We were all going to dress up. I opened the dark wooden doors of the big cupboard in the utility room at Unstone Grange. At the bottom of the cupboard was a battered cardboard box. Inside the box was all sorts of things: brightly coloured tops, a high-vis vest, wigs and a feather boa.
Excitement was in the air. We were heading towards the final meal of our first week long residential of a two year training in Embodied Relational Therapy. We’d been told there was a tradition of dressing up for the last meal of each week.
The training had been intense: getting to know each other, talking about new models of therapy and exercises that jangled our own psychological material. The final meal would be a release of that intensity and a celebration of a good first week.
Someone lent me a maxi dress to wear. They helped me apply a little make-up and wrapped my head in a scarf. Some massive pink plastic flowers tucked into the scarf finished the look.
I became a character. I didn’t use the word ‘drag’, but I felt like a queen. She was a little haughty, a little mean and very cool. I sashayed into dinner and stayed in role.
Most of the students wore some kind of fancy dress. It was a very good and very memorable meal.

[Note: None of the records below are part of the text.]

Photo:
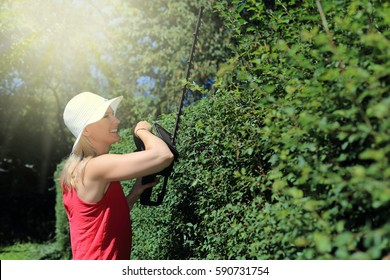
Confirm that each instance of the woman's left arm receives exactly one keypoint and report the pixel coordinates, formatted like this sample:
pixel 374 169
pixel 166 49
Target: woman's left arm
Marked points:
pixel 136 192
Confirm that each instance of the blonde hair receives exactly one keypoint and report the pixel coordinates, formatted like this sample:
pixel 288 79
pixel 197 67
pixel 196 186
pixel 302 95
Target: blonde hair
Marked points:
pixel 74 167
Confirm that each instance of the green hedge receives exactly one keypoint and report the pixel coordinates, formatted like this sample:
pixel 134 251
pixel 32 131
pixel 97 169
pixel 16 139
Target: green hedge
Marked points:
pixel 289 157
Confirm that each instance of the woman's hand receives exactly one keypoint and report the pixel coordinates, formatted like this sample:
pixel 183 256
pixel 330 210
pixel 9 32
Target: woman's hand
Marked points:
pixel 137 190
pixel 142 125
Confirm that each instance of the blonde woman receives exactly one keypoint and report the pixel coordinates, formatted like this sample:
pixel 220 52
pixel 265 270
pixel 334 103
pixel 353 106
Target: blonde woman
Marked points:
pixel 97 209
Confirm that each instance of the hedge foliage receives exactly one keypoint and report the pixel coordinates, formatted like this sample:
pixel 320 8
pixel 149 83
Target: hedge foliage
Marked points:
pixel 288 158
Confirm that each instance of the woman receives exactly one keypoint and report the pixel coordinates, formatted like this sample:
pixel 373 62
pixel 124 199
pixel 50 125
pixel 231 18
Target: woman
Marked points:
pixel 97 209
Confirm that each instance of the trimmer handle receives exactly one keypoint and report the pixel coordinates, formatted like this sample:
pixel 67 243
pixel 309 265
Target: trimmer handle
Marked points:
pixel 146 195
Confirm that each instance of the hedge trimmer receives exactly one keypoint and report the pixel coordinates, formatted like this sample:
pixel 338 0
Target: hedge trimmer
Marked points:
pixel 170 140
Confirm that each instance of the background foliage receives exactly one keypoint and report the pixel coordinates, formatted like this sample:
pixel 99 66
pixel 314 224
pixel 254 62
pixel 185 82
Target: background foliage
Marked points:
pixel 284 141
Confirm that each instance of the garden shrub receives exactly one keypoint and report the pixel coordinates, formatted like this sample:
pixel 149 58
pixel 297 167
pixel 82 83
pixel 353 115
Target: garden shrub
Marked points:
pixel 288 158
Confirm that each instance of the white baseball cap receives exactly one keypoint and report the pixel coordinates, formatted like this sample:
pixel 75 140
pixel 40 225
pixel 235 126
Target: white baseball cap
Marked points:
pixel 84 109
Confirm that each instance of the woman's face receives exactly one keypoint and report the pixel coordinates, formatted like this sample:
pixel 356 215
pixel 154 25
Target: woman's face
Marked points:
pixel 104 132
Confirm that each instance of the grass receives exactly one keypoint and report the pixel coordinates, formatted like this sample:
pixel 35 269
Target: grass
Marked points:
pixel 30 251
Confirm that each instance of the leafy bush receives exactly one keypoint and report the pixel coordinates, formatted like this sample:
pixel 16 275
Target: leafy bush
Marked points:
pixel 289 157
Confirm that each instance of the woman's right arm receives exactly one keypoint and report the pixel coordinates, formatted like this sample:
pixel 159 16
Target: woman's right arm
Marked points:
pixel 114 167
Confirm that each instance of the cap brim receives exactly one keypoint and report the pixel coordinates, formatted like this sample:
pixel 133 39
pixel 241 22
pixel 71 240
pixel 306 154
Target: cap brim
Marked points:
pixel 99 114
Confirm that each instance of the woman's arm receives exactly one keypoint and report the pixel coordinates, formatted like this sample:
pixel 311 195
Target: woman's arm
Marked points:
pixel 113 167
pixel 136 192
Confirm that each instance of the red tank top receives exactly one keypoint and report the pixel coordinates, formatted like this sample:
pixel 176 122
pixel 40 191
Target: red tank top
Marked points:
pixel 101 230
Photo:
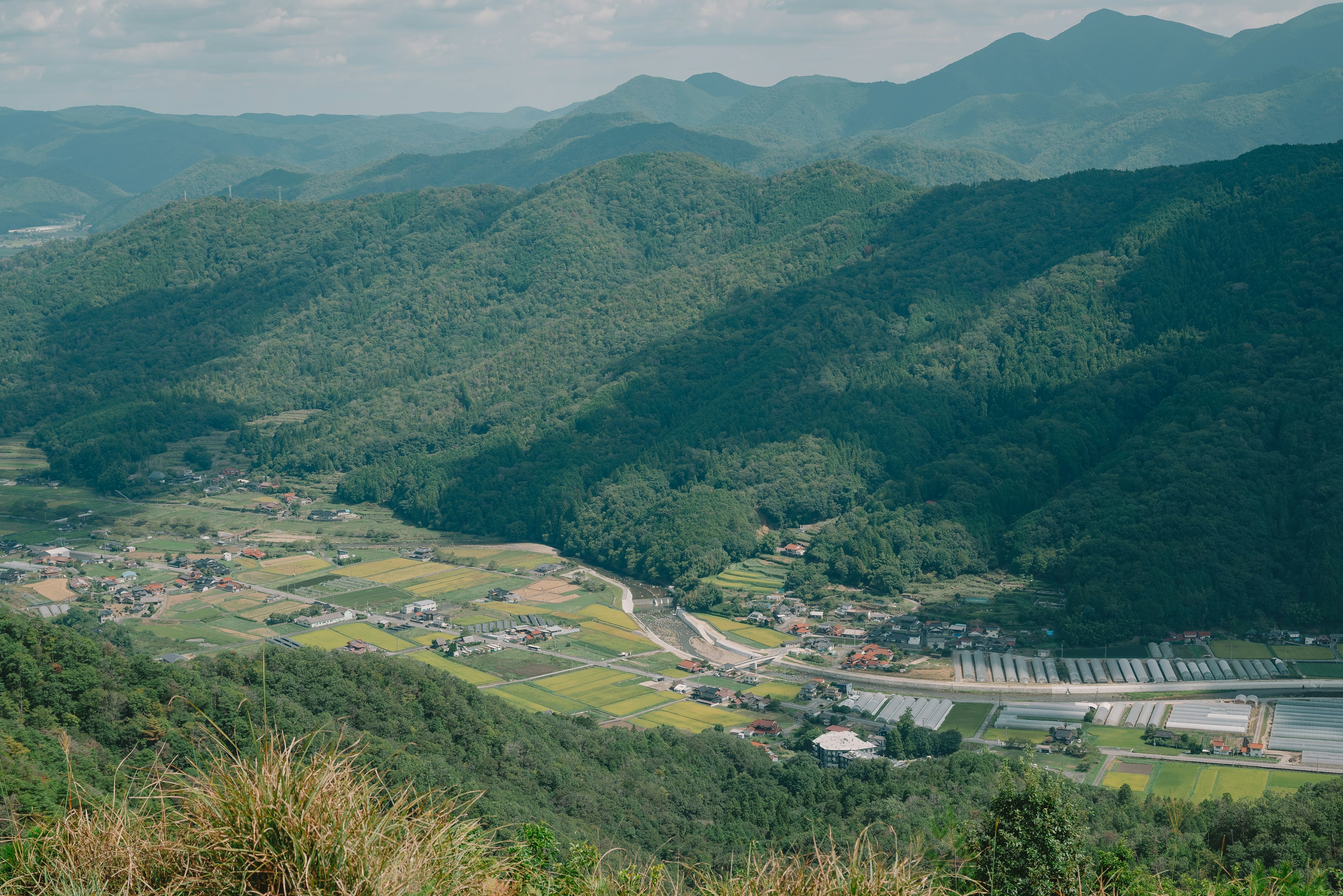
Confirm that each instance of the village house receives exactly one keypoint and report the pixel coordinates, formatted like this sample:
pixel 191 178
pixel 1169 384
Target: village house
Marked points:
pixel 869 657
pixel 327 620
pixel 837 749
pixel 766 727
pixel 712 696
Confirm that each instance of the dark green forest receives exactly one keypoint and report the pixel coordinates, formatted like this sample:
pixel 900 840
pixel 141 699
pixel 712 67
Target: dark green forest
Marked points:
pixel 1121 382
pixel 661 793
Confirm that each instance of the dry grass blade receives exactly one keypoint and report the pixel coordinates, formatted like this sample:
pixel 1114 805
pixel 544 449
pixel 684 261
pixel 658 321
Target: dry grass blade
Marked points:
pixel 863 871
pixel 286 821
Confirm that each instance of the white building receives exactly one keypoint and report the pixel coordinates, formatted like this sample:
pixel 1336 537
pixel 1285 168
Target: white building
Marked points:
pixel 326 620
pixel 841 747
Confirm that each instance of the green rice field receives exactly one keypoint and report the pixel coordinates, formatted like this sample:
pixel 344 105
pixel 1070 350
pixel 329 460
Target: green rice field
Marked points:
pixel 1199 782
pixel 440 661
pixel 1240 651
pixel 777 690
pixel 689 717
pixel 1321 669
pixel 1302 652
pixel 966 718
pixel 753 577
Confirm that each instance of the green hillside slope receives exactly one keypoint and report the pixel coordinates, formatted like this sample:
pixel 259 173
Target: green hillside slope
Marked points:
pixel 548 151
pixel 992 370
pixel 502 308
pixel 646 359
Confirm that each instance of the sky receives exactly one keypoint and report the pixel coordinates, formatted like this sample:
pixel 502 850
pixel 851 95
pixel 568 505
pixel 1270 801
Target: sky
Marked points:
pixel 381 57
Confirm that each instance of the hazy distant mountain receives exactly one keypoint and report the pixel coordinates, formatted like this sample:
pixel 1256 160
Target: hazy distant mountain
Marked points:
pixel 546 152
pixel 689 102
pixel 1114 91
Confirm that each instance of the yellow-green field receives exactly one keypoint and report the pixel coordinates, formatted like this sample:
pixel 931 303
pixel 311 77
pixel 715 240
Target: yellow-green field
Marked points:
pixel 324 639
pixel 1118 780
pixel 637 703
pixel 1302 652
pixel 293 566
pixel 418 572
pixel 452 581
pixel 257 614
pixel 538 699
pixel 375 567
pixel 689 717
pixel 374 636
pixel 778 690
pixel 755 635
pixel 1240 651
pixel 609 616
pixel 440 661
pixel 1199 782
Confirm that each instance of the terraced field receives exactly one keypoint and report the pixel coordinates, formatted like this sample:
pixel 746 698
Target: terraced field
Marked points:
pixel 377 567
pixel 293 566
pixel 440 661
pixel 751 577
pixel 1199 782
pixel 418 572
pixel 689 717
pixel 453 580
pixel 746 633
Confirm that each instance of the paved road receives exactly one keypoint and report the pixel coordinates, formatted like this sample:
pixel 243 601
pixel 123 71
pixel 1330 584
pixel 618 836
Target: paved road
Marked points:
pixel 628 608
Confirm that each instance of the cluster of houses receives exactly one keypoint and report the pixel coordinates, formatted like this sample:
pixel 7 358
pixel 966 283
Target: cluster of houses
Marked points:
pixel 871 657
pixel 334 516
pixel 1224 747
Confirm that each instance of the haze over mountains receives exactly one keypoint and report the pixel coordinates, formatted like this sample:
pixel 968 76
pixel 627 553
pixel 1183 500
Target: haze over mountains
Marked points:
pixel 1113 92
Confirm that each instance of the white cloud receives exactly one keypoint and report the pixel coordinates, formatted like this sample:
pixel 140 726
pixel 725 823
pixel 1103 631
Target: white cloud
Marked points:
pixel 410 56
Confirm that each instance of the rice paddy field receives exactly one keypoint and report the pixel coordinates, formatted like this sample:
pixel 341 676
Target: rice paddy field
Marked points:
pixel 777 690
pixel 691 717
pixel 663 664
pixel 440 661
pixel 1302 652
pixel 1321 669
pixel 293 566
pixel 1197 782
pixel 452 580
pixel 591 688
pixel 280 608
pixel 966 718
pixel 374 636
pixel 518 664
pixel 375 567
pixel 751 577
pixel 746 633
pixel 1240 651
pixel 418 570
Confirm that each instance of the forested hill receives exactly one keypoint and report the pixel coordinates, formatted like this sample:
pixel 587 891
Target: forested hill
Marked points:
pixel 1123 382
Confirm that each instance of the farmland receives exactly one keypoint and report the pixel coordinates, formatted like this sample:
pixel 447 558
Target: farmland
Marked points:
pixel 293 566
pixel 452 581
pixel 440 661
pixel 1197 782
pixel 1302 652
pixel 1240 651
pixel 589 690
pixel 966 718
pixel 691 717
pixel 747 633
pixel 751 577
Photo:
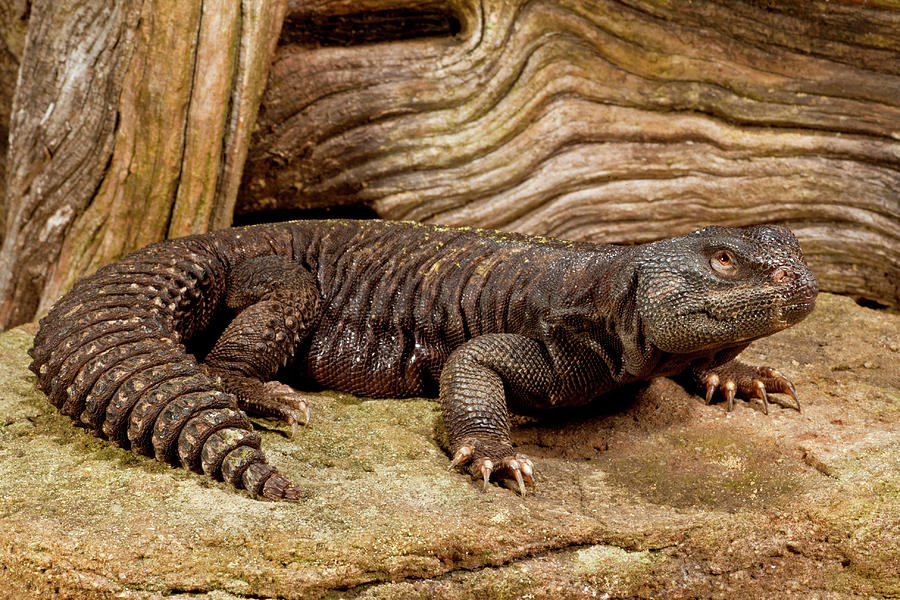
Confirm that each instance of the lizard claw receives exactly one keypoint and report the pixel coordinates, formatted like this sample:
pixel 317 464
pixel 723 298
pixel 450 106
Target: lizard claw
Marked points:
pixel 284 402
pixel 730 389
pixel 486 468
pixel 735 379
pixel 761 392
pixel 462 456
pixel 783 383
pixel 712 384
pixel 509 467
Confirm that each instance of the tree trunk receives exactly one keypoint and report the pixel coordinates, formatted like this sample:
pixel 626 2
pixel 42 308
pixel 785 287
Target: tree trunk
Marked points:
pixel 601 120
pixel 130 123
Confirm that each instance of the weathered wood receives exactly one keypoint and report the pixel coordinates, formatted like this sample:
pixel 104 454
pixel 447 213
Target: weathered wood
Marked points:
pixel 602 120
pixel 13 24
pixel 130 123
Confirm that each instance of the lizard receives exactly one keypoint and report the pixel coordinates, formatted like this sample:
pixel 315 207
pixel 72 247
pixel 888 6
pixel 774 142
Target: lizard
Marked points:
pixel 167 350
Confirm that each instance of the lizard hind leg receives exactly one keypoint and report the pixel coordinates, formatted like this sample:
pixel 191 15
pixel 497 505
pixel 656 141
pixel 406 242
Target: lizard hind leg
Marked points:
pixel 736 379
pixel 276 301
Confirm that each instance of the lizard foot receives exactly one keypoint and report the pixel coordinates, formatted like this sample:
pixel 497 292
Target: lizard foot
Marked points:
pixel 283 402
pixel 745 381
pixel 494 461
pixel 269 399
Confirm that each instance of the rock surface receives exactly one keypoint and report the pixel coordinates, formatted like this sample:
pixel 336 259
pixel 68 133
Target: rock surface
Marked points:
pixel 652 494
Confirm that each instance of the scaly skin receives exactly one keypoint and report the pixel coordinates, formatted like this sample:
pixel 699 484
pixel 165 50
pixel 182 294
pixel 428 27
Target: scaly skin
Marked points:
pixel 164 350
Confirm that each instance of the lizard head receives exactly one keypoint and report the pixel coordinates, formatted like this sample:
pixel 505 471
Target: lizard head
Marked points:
pixel 720 287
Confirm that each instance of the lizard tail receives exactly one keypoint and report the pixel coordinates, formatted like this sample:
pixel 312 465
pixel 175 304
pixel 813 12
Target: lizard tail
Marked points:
pixel 109 354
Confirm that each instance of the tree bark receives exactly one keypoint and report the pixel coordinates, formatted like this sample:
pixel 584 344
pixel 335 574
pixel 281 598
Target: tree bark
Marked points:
pixel 602 120
pixel 13 25
pixel 130 123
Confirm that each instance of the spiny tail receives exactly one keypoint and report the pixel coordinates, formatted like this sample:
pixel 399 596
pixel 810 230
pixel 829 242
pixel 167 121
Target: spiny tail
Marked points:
pixel 109 355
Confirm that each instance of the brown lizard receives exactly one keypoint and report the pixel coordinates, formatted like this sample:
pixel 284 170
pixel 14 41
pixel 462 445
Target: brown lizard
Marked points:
pixel 164 350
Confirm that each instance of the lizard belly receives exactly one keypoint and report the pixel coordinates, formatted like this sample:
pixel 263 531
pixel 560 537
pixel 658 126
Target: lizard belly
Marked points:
pixel 370 361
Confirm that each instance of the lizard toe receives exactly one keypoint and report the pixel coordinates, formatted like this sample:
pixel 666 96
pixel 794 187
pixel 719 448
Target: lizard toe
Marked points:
pixel 737 380
pixel 284 402
pixel 491 461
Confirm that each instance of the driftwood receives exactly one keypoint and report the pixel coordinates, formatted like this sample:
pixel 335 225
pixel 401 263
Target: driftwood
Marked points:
pixel 600 120
pixel 585 119
pixel 130 123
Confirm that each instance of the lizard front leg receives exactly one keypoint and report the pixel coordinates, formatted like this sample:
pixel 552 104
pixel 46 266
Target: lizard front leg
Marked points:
pixel 478 381
pixel 737 379
pixel 275 301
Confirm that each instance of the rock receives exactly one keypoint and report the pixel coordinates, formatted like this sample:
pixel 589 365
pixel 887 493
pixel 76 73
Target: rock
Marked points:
pixel 653 494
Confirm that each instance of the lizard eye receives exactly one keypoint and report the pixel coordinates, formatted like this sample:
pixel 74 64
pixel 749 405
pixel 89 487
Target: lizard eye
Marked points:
pixel 722 262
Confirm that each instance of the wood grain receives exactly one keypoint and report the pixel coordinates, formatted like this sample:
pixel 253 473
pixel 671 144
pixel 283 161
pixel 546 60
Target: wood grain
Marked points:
pixel 602 120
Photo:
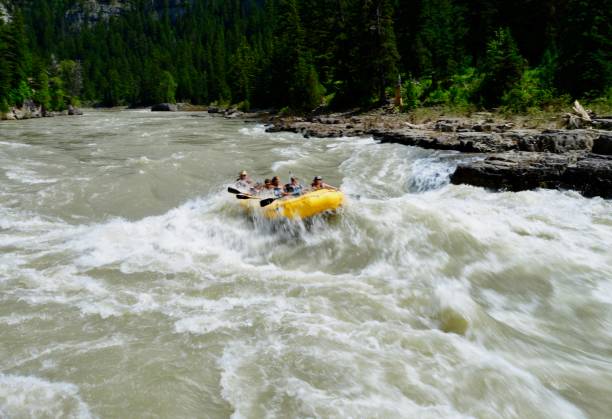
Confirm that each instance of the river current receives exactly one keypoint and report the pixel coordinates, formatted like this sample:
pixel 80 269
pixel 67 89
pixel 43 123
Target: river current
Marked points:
pixel 132 284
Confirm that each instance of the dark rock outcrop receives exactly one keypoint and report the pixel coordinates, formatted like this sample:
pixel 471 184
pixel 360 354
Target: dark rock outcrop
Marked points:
pixel 74 111
pixel 591 175
pixel 518 171
pixel 603 144
pixel 164 107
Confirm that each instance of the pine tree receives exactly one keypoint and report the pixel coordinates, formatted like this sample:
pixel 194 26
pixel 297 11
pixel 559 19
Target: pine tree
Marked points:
pixel 503 68
pixel 585 48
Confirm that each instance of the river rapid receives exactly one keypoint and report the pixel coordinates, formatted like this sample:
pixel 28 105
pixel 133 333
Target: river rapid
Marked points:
pixel 132 284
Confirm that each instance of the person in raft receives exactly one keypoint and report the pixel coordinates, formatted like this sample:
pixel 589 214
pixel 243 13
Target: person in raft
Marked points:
pixel 244 181
pixel 317 184
pixel 293 188
pixel 277 188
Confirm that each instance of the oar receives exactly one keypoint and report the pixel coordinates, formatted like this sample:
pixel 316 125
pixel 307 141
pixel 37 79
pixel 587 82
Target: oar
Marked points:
pixel 266 202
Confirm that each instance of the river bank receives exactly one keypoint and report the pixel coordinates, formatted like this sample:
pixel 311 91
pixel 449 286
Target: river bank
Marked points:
pixel 30 110
pixel 515 156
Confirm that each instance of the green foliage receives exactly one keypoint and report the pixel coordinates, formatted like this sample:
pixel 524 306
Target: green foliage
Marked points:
pixel 56 87
pixel 502 68
pixel 42 95
pixel 167 88
pixel 4 108
pixel 531 91
pixel 21 93
pixel 439 42
pixel 278 53
pixel 411 94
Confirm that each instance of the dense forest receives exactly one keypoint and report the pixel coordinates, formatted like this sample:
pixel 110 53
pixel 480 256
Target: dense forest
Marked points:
pixel 300 54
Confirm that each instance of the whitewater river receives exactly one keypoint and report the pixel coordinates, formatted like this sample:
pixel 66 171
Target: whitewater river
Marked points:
pixel 132 285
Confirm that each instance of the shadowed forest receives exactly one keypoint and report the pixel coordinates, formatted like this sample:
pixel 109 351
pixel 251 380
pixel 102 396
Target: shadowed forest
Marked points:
pixel 301 54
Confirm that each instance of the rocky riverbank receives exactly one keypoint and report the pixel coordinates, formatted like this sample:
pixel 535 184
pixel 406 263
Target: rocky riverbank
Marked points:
pixel 514 158
pixel 30 110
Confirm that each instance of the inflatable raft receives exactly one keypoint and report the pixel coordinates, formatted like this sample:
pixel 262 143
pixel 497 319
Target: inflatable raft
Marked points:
pixel 303 206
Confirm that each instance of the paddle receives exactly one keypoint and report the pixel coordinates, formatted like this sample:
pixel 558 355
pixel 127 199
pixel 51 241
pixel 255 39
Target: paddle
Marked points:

That first week of training was spring 2017. Later that same year I was sat at that same dining room table. It was another residential training block on the same course.
It was breakfast time and there were a just few people around. I was sitting with another student who was telling me about their voluntary work with an LGTBQ+ charity. I asked about queer clients. I stumbled over my words. Somehow I managed to ask the question in a way that implied that I was queer.
“Oh my god. Kaspa identifies as queer. That’s so cool.”
I umd and ahd and denied that’s what I’d meant and stuffed that truth right back down into a locked box in the dark of my unconscious mind.
The end of breakfast felt a little awkward.
More than a year later and it was the end of another week and another opportunity to dress up. I didn’t feel anything like the intensity of that first meal. I felt less excited and I felt less anxious.
I knew all these people and was looking forward to dinner with them all.
I pulled a blouse and a skirt out of the dressing up box. When I got changed I didn’t feel like a character. I didn’t feel like someone else. This wasn’t drag. Just me wearing clothes that I didn’t usually wear. I felt like myself. Maybe a little more so than usual.
I mentioned the difference at dinner. One of the course leaders said that they’d noticed the same thing. “Oh here’s Kaspa” they had thought “wearing different clothes to usual.”
It was another couple of years before I began talking about my gender identity. But these experiments were helpful data points.
Deconstructing our identities is a key practice in Buddhism. We pull at the causes and conditions that created us, we notice them one by one and discover there is nothing essential about being a person. Everything that makes us who we are is contingent, and everything is subject to change.
Buddhists are very good at doing that, and are very good at talking about it. Although initially that deconstruction can be unsettling, eventually it brings a sense of relief. Here I am, made up of the same stuff as everything else and none of it fixed or permanent.
It’s ultimately true that we are just collections of other things. Bones, muscles, nerves. Memories, feelings, thoughts. It’s true that none of those things last, and we can point to none of them individually and say, “oh, there I am.” I’m not the hair that falls to the floor at the barber shop.
It’s also true that this collection of things is something. It comes together in this way, at this time, to create this particular being.
And we can be more or less honest about the particular beings that we are.
When I say that I feel like myself I mean that I am being honest and accepting about who I am. Most importantly with myself, but also with everyone around me.
In those moments of self-acceptance I am more relaxed, more grounded and more of the different aspects of my personality are available to come and go in an easy way: the intellectual can shift into the comic, or into the vulnerable one.
When I was wearing that maxi dress I was less relaxed, and I cut parts of myself off to maintain the performance. I wasn’t sure if I’d be accepted wearing a dress unless I was performing. On some level I thought that playing a character was an acceptable way of experimenting with gender, and that experimenting with gender for its own sake was not okay. Eighteen months later, at that other dinner, I’d dropped those beliefs. (Maybe I’d just dropped them for that dinner, with that group of people, but still, it was progress!)
Before I was openly queer I was also cutting parts of myself off, in order to squeeze into what was expected of me. Sometimes I noticed the cost of that, and mostly I didn’t. Only in feeling more like myself I am able to notice how that wasn’t true earlier.
The road to self-acceptance is more difficult when we are conditioned by whole swathes of our culture that we are unacceptable or even ‘not real’. But it is worth it in the end.
I loved how you've made the transition from performing to your more authentic self. It makes me excited to see how much more of YOU we will be able to experience as this acceptance deepens. I also love how changing the way we represent ourselves to other people can change the way we represent ourselves to ourselves in order to elicit a deeper understanding of what's inside. Please keep sharing.
I so loved hearing you read this in your own voice. And I love whenever you share more pieces of your journey with us. Thank you!